Why did you decide to co-found La Liste?
First of all, there’s a founder with every co-founder, and La Liste’s founder Philippe Faure, with his network and his knowledge about gastronomy — he’s a former owner of the Gault & Millau guides — was absolutely crucial to the project.
As for my reasons, I used to travel a great deal before the pandemic and not only to popular destinations full of western tourists. Where do you find your restaurants when you are, like me, traveling to Kaliningrad, Rostov-on-Don, Cabo San Luca or Chengdu and Yantai in China? La Liste is providing an answer and publishing it not only on a website but also in a free application, with almost 30,000 addresses.
Another reason was that I was growing little tired of seeing the same chefs receive all the media exposure while many excellent restaurants weren’t getting any coverage at all. La Liste gives visibility to restaurants that work well on a local and national level.
How do you select which restaurants make it on the list?
La Liste is selected by an algorithm based on ratings of our source material. Currently, the algorithm is powered by 970 publications, guides and review sites. To be selected for La Liste, the first thing a restaurant owner needs is a reliable magazine or newspaper in his country that praises their food. Great customer feedback will be necessary too.
However, a certain cooking style is not required for La Liste. Many restaurants aim for “Instagrammable” dishes or eye-pleasers that can be simple or highly technical, while others go to great length to obtain the desired effect, like using chemicals, additives, colorings or even artificial flavors. As a result, authenticity is lost.
The algorithm of La Liste provides a bonus to restaurants that serve their local or national dishes and aim for authenticity using good ingredients.
As a seasoned journalist, what are your thoughts on food review sites and so-called food bloggers?
I think that review sites give necessary information. Instead of looking at the score, you have to read the comments. If there are recurring issues that appear several times, then the restaurant might have internal problems.
There are some downsides to the “everybody is a critic” phenomenon, and I’m going to name two. A few years ago, a young blogger told me that I had “insulted her favorite chef” with my articles. She added that it’s such a pity that she never got to taste his food. If she had never tasted his food, why was this chef her favorite?
The second is the focus on pictures. The Internet cannot reproduce taste or smell; it’s purely visual media. There are a lot of classic or regional dishes that are excellent but look substandard. They won’t get likes and are constantly losing ground in restaurants because people now want a feast for the eyes. However, food should be a feast for the taste buds.
What is the role of a professional food critic?
A reputable food critic sits in the place of the client and is neither friends with chefs nor financially dependent on them.

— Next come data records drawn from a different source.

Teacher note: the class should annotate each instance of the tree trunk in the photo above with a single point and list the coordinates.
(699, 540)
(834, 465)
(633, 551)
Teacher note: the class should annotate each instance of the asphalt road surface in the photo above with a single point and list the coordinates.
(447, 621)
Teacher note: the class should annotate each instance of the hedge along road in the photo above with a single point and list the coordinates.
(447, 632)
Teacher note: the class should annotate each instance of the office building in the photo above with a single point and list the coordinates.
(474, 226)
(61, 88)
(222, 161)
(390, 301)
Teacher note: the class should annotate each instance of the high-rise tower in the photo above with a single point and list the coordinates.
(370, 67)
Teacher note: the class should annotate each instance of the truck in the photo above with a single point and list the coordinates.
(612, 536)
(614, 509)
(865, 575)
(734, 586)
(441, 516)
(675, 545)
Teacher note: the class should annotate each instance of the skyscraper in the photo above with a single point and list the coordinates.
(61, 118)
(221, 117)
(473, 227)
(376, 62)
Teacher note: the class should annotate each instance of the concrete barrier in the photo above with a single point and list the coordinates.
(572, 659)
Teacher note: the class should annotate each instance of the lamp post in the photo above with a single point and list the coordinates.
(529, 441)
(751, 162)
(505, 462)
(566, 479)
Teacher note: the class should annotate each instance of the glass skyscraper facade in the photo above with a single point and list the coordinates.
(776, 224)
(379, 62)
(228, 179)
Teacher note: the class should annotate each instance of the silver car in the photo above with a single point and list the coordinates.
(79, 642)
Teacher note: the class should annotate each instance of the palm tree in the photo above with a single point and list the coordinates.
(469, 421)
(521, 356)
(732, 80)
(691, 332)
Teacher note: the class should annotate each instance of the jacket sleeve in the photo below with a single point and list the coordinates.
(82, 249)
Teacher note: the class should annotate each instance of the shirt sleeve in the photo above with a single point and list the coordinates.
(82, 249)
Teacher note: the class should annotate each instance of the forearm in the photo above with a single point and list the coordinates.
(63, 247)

Unfortunately, many critics, even well-known ones, are doing paid PR for restaurants and becoming close friends with chefs.
Do not follow a critic blindly.
What is the most prominent food trend for 2022?
Unfortunately, labor shortages are a challenge. Hundreds of thousands of line cooks and waiters, who are impossible to replace, have left the hospitality industry because of the pandemic, and this has influenced the menus of restaurants. Instead of offering a menu with reasonable choice, there’s often one fixed menu for all guests.
From a culinary point of view, everything depends on the pandemic. The end of the pandemic could result in a “Roaring Twenties” scenario, with lavish, luxurious foods. If the situation remains critical, traditional or classic restaurants might prosper since people tend to trust proven concepts, or food, in times of crisis.
Personally, I do not see the trend for local, organic food coming to an end, on the contrary. Chefs should make sure their local suppliers work to the highest professional and ethical standards.
If you were to recommend five top restaurants from La Liste, which would you choose and why?
That is tough. There are a lot of excellent ones around the globe. Our winner, Guy Savoy, offers the perfect proposition in a stunning setting. May the other French forgive me, but I like the cooking of Bernard Pacaud (L’Ambroisie) a great deal. This chef is excellence personified, a true stalwart of French qualities.
In Italy, Da Vittorio and Don Alfonso 1890 both serve authentic Italian food in a beautiful setting.
On my wish list, you’ll find Frantzèn in Sweden, Plénitude in Paris, Obauer in Austria and the Lost Kitchen in Freedom, USA.
Last but not least, there are plenty of places in our La Liste application that are not in the world’s top 1,000 list but are still remarkable: Güeyu Mar and D’Berto in Spain, Mpoukadoura near Nikiti in Greece and La Ferme de la Ruchotte in France.
I’m also fond of traditional food in Eastern Europe and Russia, but I’ve mentioned more than five places already! As I told you, there are a large number excellent spots, and many of them are not expensive.